Sanremo: Garko, lo Zoolander italiano?

«Gabriel Garko va un casino quest’anno». La citazione-tormentone del perfido Mugato, nemesi di Zoolander, non è casuale. A ben vedere infatti ci sono diverse somiglianze sostanziali tra il “co-conduttore” del Festival di Sanremo e il protagonista del film di Ben Stiller tornato nelle sale a 15 anni dal suo esordio. Il personaggio di Derek Zoolander, è un fotomodello celebre per la sua – unica – espressione, chiamata “Magnum”. Sempre la stessa, sì, ma così “magnetica” da fermare, letteralmente, una stella ninja a mezz’aria.
Nel suo piccolo, anche il bel Gabriel è nato come modello, per poi svoltare come attore televisivo. Più delle performance artistiche, tuttavia, Garko è noto al grande pubblico come testimonial di pubblicità griffate e per le copertine di gossip che lo ritraggono ammiccante… e bello in modo assurdo.

Entrambi chiacchieratissimi, entrambi alle prese con rughe e capelli bianchi, entrambi sopravvissuti per miracolo a un’esplosione, entrambi famosi per essere famosi (e “perfetti”).

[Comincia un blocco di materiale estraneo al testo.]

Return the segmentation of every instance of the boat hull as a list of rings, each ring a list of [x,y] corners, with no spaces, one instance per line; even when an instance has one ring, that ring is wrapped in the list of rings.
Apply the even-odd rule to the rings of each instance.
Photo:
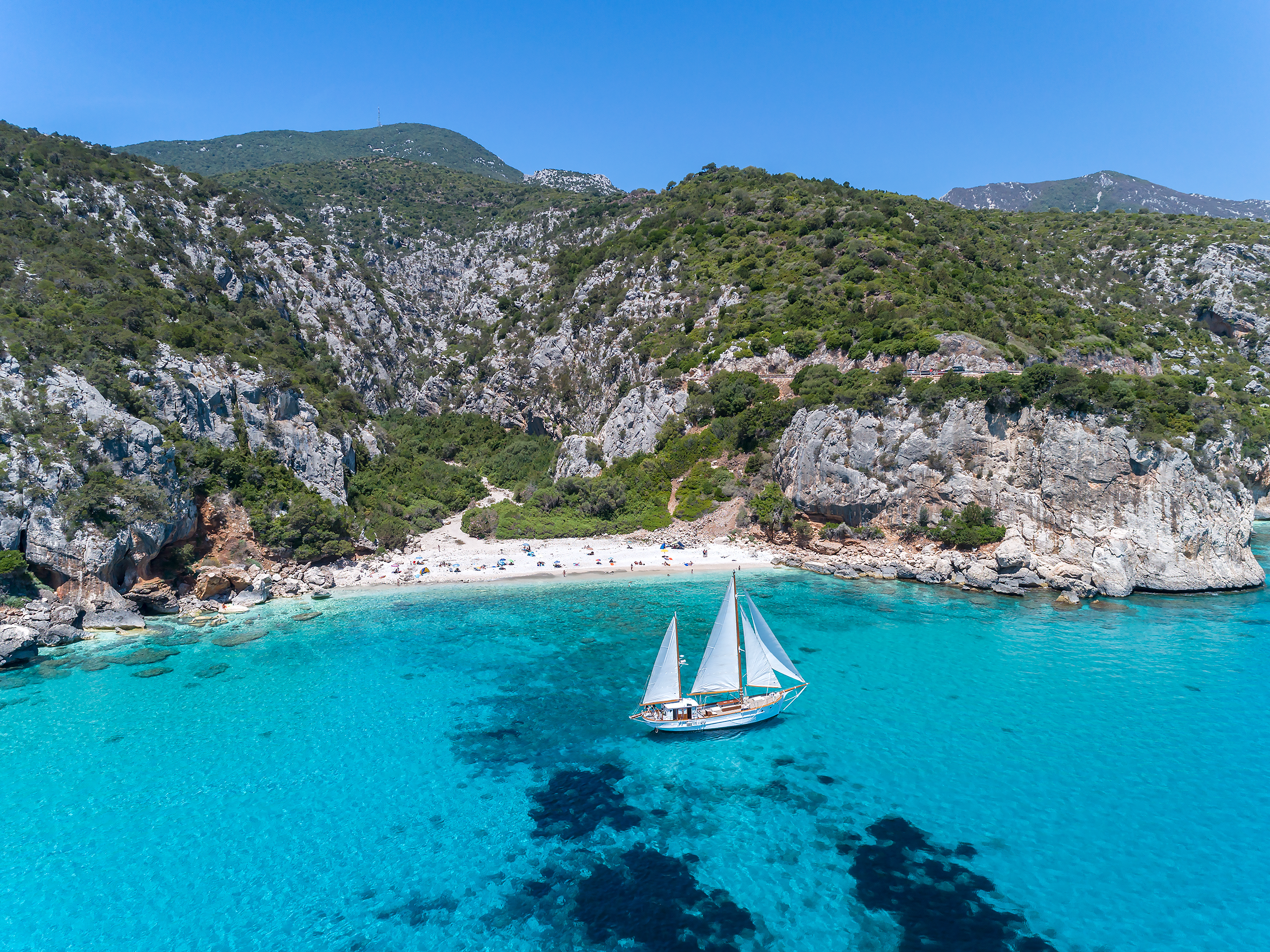
[[[652,720],[649,717],[641,717],[640,720],[649,727],[657,731],[673,731],[676,734],[687,734],[693,731],[710,731],[720,730],[723,727],[748,727],[752,724],[758,724],[759,721],[767,721],[781,713],[785,708],[798,701],[799,696],[806,688],[801,684],[796,688],[790,688],[785,692],[785,697],[779,701],[773,701],[770,704],[762,704],[759,707],[743,708],[740,711],[732,711],[729,713],[719,713],[710,717],[693,717],[690,721],[660,721]]]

Il Festival ha fatto risaltare altri tratti in comune, ad esempio la difficoltà del valletto-conduttore di Sanremo a leggere il gobbo e a parlare in pubblico, proprio come Zoolander – la cui fondazione non a caso aiuta i bambini con problemi simili.
Tutto ciò non significa certo che Garko sia… esattamente come il modello interpretato da Stiller – che in fin dei conti è “solo” ingenuo e svampito. E in fondo non sono nemmeno uguali-uguali: pare che Garko sappia girare a sinistra.